First, locate your user init.m files. "Environment variables", which are parameters set for your local environment, i.e. your computer and user account, are one category of $commands. $UserBaseDirectory is for your personal use.

In[1]:= $UserBaseDirectory

Out[1]= "C:\\Users\\kwcarlso\\AppData\\Roaming\\Mathematica"

We can search for any init.m file in this Directory. Note the inclusion of Infinity or the search would leave out sub-directories.

In[2]:= initFiles = FileNames["init.m", $UserBaseDirectory, Infinity]

Out[2]= {"C:\\Users\\kwcarlso\\AppData\\Roaming\\Mathematica\\FrontEnd\\init.m", \
"C:\\Users\\kwcarlso\\AppData\\Roaming\\Mathematica\\Kernel\\init.m"}

Let's take a quick look at the contents of the Kernel init.m using FilePrint, which displays the contents of a text file like a text editor without executing any functions. Here is my init.m files after I modified it. You can see it will Print a Message saying hello and telling me its location, then load some functions that I want available in any Session.

In[3]:= FilePrint@Last@initFiles

(** User Mathematica initialization file **)

Print@"Hello World from your kernel init.m file! I'm located in:\n
C:\\Users\\kwcarlso\\AppData\\Roaming\\Mathematica\\Kernel."
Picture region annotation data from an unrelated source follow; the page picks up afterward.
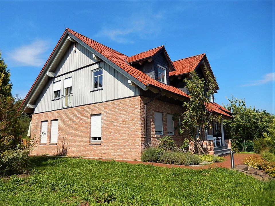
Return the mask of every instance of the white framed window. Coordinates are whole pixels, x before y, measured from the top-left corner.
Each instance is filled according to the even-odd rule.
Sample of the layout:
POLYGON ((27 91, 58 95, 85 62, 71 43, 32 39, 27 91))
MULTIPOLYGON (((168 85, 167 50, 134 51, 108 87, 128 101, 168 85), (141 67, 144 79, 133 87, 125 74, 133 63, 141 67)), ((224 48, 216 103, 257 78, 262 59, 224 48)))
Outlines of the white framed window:
POLYGON ((158 80, 159 82, 166 84, 166 69, 158 65, 158 80))
POLYGON ((218 123, 215 122, 214 123, 214 134, 218 134, 218 123))
POLYGON ((54 99, 60 98, 60 91, 61 88, 61 81, 54 82, 54 99))
POLYGON ((155 112, 155 134, 162 134, 162 113, 155 112))
POLYGON ((209 101, 211 102, 214 102, 214 95, 211 94, 210 97, 209 97, 209 101))
POLYGON ((91 142, 101 141, 101 114, 91 115, 91 142))
POLYGON ((92 90, 101 89, 103 87, 103 70, 102 68, 92 71, 93 79, 92 90))
POLYGON ((58 133, 58 120, 51 121, 51 143, 57 143, 58 133))
POLYGON ((167 114, 167 133, 169 135, 174 135, 174 121, 173 114, 167 114))
POLYGON ((48 130, 48 121, 42 121, 41 122, 41 135, 40 136, 40 143, 47 143, 47 135, 48 130))
POLYGON ((72 78, 71 77, 64 80, 64 95, 63 97, 63 107, 72 106, 72 78))

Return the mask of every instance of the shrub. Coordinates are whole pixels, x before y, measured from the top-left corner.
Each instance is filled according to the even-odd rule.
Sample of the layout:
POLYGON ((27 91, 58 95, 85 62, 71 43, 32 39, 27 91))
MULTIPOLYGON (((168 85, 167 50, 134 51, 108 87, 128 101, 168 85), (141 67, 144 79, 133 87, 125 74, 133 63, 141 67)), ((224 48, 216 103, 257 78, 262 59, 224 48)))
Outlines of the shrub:
POLYGON ((210 154, 201 155, 200 156, 203 162, 220 162, 224 160, 224 158, 222 157, 214 156, 210 154))
POLYGON ((162 163, 185 165, 198 165, 201 163, 200 156, 180 151, 166 151, 160 158, 162 163))
POLYGON ((188 139, 185 139, 182 145, 180 147, 180 149, 184 152, 187 152, 189 150, 190 144, 188 139))
POLYGON ((159 162, 160 157, 163 150, 158 147, 148 147, 144 150, 141 154, 141 161, 143 162, 159 162))
POLYGON ((260 157, 252 156, 246 157, 243 164, 256 169, 262 170, 271 177, 275 177, 275 162, 269 161, 260 157))
POLYGON ((257 153, 261 153, 268 149, 268 142, 265 138, 259 138, 254 140, 254 151, 257 153))
POLYGON ((275 155, 268 151, 263 152, 262 153, 263 159, 270 162, 275 162, 275 155))
POLYGON ((175 141, 170 136, 166 136, 160 138, 160 143, 158 147, 166 150, 176 150, 178 147, 175 144, 175 141))
POLYGON ((18 145, 12 150, 6 150, 0 157, 0 175, 8 175, 26 172, 29 150, 18 145))

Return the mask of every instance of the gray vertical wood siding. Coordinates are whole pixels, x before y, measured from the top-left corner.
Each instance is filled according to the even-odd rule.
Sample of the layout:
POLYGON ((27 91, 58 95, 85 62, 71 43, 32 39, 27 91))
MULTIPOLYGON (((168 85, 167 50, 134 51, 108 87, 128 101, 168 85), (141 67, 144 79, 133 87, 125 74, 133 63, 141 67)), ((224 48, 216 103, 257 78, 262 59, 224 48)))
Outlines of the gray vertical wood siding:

<<"C:\\Users\\kwcarlso\\Dropbox\\Mathematica\\Initialization\\Pre-Load Functions.txt"(** User Mathematica initialization file **)

Print@"Hello World from your kernel init.m file! I'm located in:\n
C:\\Users\\kwcarlso\\AppData\\Roaming\\Mathematica\\Kernel."

<<"C:\\Users\\kwcarlso\\Dropbox\\Mathematica\\Initialization\\Pre-Load Functions.txt"

To set this up similarly for yourself:

Locate your Kernel/init.m file as shown above.
Copy and paste its filepath into your file manager (e.g. Windows Explorer) or otherwise navigate there.
Open the init.m file with a text editor (e.g. Notepad).
Add the Print statement with your init.m location.
Add the filepath to your pre-load functions file.

The easiest way to prepare functions for automatic re-use is to save them in a text file. Two other methods are using Initialization Cells or Packages. Functions stored in a text file or a Package are loaded with Get (<<), which does execute them as it reads them in. Initialization Cells (menu: Cell/Cell Properties/Initialization Cell or /Initialization Group) are the most common method used by beginners.

Saving functions in a text file is a good intermediate step for beginners who aren't ready to create Packages. Just take care to start your function names with small letters so you don't accidentally use the name of a built-in function, and Clear your definitions before defining them.

Clear@functionName; functionName[parameter1_,parameter2_,...]:=definition

Appendix: Locations of All Users' init.m Files

You can execute this cell and see where the initialization directories for all users are located:

In[4]:= {$BaseDirectory,$UserBaseDirectory}//TableForm

Out[4]
C:\ProgramData\Mathematica
C:\Users\kwcarlso\AppData\Roaming\Mathematica

There are four possible init.m files to modify, depending on whether you want to initialize on Kernel or Front End startup, and for all users or just the user who is logged in.